Oh god - I want to cuddle them both! Gorgeous.


----------



## Kirsty (Sep 9, 2011)

Have you tried putting a warm hot water bottle wrapped in a sweatshirt you have worn fora couple of days, in his bed? This worked with our last dog when we brought him home and he was crying in the night.


----------



## caradunne (Nov 29, 2010)

Good luck Laura. A puppy and a baby are going to be very tough to begin with, as you say dead cute but there will be tears (yours!). There is nothing worse than being tired, I hope you get success tonight, hopefully you are already all asleep.


----------



## macey (Sep 30, 2011)

we brought macey home on friday evening 21st oct. shattered ! the first night wasnt too bad but last night was worse. i have tried putting her in the cage each time she nods off thought it may help her get used to it. shes beautiful and we all love her though we will try again 2nite wish us luck


----------



## Lauramegan (Sep 12, 2011)

oh good luck, we are struggling too really bad. Everytime he wines we take him outside and then he takes 20mins to fall asleep again. Tonight our aim is to ignore him completely, and let him learn that he has a toilet area in his cage I don't want to be sleeeeeepppy again!


----------



## Tressa (Aug 31, 2010)

macey said:


> we brought macey home on friday evening 21st oct. shattered ! the first night wasnt too bad but last night was worse. i have tried putting her in the cage each time she nods off thought it may help her get used to it. shes beautiful and we all love her though we will try again 2nite wish us luck


Haha. Yes.I do wish you luck - I remember those days so well I can only say - they pass


----------



## Jedicrazy (Apr 26, 2011)

I have to agree with the ignoring. Isaac is just missing his litter mates. Obi cried for the first two nights but was fine from night three onwards. I found leaving the radio on a talk show helped and something that had my smell on it.

If you're really bothered about the noise why don't you just tell the neighbours you have a new puppy and that there may some noise for a day or two. Oh and I'd be more worried about annoying my new neighbours than ones you are about to leave. Try to be strong and in a few days he will be fine. Good luck.


----------



## Lauramegan (Sep 12, 2011)

I don't have new neighbours as my new house is detached!! Woo! I have spoken to my neighbours and they are fine with it and understand so that's a weight off my mind now  its more just feeling bad, and it's very loud and keeps us up, it just seems easier at the time to go to him!

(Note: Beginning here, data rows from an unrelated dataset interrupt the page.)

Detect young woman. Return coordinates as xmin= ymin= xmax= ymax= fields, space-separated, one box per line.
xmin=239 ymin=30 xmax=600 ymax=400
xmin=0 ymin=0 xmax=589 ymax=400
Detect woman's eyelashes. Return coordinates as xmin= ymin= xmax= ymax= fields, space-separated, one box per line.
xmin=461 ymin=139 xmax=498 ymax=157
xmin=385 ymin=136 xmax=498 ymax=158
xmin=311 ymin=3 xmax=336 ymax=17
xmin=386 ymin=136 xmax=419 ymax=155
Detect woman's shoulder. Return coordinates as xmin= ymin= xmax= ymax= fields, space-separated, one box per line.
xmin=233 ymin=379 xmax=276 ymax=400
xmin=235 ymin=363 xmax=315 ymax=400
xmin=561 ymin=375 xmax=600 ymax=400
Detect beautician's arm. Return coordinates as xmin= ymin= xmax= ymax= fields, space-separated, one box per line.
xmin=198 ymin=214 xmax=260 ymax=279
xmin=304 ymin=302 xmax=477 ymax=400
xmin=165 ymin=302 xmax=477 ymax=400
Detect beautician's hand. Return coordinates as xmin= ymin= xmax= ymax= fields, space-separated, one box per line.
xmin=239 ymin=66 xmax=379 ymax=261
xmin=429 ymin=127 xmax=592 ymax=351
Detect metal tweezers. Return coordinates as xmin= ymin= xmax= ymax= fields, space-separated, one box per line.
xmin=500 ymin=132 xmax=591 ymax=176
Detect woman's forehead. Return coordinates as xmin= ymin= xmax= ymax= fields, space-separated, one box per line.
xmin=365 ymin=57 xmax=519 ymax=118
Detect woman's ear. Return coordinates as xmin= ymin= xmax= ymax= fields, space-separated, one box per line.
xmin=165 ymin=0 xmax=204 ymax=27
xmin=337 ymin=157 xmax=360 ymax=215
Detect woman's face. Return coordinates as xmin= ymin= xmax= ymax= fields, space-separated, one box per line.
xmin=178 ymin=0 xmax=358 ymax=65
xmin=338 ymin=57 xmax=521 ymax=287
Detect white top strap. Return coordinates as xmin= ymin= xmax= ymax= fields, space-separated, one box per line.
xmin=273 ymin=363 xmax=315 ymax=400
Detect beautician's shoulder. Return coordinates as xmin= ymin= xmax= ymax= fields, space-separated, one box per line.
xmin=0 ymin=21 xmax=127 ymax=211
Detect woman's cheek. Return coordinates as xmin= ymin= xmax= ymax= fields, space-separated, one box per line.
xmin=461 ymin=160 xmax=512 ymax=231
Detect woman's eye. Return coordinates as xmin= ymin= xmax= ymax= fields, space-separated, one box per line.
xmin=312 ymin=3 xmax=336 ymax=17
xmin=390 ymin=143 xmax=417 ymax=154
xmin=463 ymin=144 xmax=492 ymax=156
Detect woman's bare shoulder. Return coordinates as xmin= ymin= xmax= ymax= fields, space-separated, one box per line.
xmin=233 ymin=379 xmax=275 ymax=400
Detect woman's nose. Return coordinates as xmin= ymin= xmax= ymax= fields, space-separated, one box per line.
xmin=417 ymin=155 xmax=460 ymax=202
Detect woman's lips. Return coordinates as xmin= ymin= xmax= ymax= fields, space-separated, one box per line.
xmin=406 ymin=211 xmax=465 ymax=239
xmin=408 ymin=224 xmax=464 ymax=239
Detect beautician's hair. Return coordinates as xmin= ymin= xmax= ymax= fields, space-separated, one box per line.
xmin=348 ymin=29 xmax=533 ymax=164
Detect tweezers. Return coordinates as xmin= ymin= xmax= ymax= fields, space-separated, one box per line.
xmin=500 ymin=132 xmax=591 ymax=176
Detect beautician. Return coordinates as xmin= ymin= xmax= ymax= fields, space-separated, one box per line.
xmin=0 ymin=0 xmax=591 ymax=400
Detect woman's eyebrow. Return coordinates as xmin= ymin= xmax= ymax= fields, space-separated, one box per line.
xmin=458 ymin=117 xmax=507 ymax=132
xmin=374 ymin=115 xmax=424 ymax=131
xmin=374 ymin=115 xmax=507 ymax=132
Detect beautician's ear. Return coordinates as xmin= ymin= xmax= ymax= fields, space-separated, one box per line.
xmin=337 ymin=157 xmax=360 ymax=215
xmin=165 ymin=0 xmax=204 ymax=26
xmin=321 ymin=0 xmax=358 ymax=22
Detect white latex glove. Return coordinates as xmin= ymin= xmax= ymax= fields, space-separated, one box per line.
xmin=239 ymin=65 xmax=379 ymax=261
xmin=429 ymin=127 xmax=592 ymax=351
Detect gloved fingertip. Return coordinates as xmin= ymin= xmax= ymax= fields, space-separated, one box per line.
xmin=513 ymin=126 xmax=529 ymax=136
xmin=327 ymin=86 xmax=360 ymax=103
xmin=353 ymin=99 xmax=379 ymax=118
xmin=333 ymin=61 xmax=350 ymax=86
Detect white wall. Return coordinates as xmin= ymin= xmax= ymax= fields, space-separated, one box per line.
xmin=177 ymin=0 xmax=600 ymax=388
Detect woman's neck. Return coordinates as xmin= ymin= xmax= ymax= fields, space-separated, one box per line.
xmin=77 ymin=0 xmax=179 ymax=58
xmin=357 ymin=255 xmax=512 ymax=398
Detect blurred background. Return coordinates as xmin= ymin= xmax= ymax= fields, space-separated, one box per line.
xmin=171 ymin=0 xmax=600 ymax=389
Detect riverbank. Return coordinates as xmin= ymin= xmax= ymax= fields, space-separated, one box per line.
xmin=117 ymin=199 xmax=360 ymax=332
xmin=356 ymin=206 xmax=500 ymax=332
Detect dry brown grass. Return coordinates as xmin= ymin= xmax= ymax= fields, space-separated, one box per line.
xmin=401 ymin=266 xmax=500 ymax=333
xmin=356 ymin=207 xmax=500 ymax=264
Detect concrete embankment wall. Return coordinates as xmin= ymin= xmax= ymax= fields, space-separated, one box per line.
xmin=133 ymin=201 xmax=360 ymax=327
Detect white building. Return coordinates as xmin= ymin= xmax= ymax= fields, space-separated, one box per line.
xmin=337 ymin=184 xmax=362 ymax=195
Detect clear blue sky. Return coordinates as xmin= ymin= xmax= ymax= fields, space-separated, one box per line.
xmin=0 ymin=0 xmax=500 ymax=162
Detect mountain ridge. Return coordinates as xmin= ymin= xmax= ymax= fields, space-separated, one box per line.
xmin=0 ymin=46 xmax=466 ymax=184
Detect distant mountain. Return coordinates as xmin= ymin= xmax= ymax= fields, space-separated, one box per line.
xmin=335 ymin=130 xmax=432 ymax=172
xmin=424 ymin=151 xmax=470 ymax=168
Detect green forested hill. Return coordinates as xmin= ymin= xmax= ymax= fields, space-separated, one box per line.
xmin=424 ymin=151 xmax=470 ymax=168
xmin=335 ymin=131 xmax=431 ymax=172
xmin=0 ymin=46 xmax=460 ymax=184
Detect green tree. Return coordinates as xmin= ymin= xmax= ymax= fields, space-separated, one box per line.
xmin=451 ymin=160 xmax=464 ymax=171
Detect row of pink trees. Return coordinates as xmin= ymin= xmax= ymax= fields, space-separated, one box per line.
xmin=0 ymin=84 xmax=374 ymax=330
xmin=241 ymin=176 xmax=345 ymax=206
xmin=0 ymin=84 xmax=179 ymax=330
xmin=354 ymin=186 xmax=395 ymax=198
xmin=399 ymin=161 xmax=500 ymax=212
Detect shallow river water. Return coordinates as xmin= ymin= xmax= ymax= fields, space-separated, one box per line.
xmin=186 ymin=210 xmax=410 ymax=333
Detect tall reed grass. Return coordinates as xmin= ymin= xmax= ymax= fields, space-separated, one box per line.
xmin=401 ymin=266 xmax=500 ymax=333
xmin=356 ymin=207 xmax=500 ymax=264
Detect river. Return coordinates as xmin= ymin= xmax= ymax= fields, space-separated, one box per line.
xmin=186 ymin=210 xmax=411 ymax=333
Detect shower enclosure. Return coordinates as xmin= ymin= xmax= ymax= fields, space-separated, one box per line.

But tonight we will be strong!!!


----------



## Tressa (Aug 31, 2010)

Lauramegan said:


> oh good luck, we are struggling too really bad. Everytime he wines we take him outside and then he takes 20mins to fall asleep again. Tonight our aim is to ignore him completely, and let him learn that he has a toilet area in his cage I don't want to be sleeeeeepppy again!

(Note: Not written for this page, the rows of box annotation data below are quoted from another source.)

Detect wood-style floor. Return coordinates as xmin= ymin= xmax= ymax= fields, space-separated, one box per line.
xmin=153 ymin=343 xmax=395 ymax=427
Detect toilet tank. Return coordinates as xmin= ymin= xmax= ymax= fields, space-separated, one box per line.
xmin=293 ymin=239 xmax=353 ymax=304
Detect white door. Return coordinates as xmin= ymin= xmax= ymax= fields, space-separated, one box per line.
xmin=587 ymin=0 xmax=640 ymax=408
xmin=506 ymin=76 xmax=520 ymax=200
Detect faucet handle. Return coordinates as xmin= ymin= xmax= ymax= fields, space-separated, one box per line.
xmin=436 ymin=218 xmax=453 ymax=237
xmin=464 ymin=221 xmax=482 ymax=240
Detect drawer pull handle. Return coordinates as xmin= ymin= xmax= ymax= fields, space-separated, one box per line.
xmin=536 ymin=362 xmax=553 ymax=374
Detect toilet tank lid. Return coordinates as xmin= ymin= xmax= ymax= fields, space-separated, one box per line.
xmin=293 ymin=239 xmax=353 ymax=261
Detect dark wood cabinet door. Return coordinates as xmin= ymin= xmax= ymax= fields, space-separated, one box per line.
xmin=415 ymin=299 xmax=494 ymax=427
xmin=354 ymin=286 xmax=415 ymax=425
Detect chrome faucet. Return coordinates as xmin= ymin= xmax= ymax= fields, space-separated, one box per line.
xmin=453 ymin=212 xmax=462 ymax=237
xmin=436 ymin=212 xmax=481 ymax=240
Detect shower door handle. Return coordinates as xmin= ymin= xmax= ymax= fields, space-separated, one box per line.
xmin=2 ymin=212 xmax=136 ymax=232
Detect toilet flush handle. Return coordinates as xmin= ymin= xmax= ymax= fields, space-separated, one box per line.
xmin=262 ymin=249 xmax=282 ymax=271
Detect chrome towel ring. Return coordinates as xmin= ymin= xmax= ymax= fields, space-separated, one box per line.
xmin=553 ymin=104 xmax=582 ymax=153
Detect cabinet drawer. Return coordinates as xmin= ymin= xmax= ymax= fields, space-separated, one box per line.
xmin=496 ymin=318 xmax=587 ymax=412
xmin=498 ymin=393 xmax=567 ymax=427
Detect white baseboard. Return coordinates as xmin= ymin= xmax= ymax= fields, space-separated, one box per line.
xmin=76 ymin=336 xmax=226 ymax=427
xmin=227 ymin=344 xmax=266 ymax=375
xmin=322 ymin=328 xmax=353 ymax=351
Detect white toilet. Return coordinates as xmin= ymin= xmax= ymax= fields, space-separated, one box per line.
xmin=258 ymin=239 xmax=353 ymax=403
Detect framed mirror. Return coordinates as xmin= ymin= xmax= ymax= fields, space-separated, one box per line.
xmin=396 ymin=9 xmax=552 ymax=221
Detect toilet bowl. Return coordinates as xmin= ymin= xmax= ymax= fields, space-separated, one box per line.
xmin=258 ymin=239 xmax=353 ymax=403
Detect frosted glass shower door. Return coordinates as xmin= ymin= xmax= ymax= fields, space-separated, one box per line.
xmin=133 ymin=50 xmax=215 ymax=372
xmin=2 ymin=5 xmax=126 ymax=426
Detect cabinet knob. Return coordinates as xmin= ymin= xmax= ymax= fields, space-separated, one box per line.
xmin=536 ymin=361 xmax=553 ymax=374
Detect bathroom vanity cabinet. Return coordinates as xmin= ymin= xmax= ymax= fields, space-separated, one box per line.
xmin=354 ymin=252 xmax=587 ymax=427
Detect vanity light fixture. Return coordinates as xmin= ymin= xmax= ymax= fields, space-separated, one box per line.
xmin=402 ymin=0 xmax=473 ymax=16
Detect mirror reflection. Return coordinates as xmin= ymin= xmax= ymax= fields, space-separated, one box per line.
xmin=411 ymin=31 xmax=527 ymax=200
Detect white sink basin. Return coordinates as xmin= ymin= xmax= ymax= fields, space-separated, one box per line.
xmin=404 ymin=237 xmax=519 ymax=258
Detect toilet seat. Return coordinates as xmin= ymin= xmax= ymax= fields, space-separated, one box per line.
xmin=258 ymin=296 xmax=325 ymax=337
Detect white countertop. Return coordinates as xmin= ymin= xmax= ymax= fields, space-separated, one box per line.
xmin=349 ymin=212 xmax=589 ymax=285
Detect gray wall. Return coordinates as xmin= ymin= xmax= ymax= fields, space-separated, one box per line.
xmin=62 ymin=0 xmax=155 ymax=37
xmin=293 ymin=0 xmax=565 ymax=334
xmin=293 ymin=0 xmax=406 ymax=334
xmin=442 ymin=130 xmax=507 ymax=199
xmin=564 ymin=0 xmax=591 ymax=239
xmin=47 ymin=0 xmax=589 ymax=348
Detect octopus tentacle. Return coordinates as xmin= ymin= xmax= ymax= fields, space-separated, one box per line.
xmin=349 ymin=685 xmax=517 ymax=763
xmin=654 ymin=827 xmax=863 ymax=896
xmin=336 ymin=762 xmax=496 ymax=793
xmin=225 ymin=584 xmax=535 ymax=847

It is really tiring in the early days - I thought I was going to have meltdown at times. Good luck for tonight.:hug:


----------



## Janev1000 (Oct 4, 2011)

macey said:


> we brought macey home on friday evening 21st oct. shattered ! the first night wasnt too bad but last night was worse. i have tried putting her in the cage each time she nods off thought it may help her get used to it. shes beautiful and we all love her though we will try again 2nite wish us luck


It may be better to put her in the crate before she nods off so she can get used to the idea? A bit like making the baby fall asleep in the cot first! However, I've not even got my puppy yet - I'll probably be tearing my hair out next week!!


----------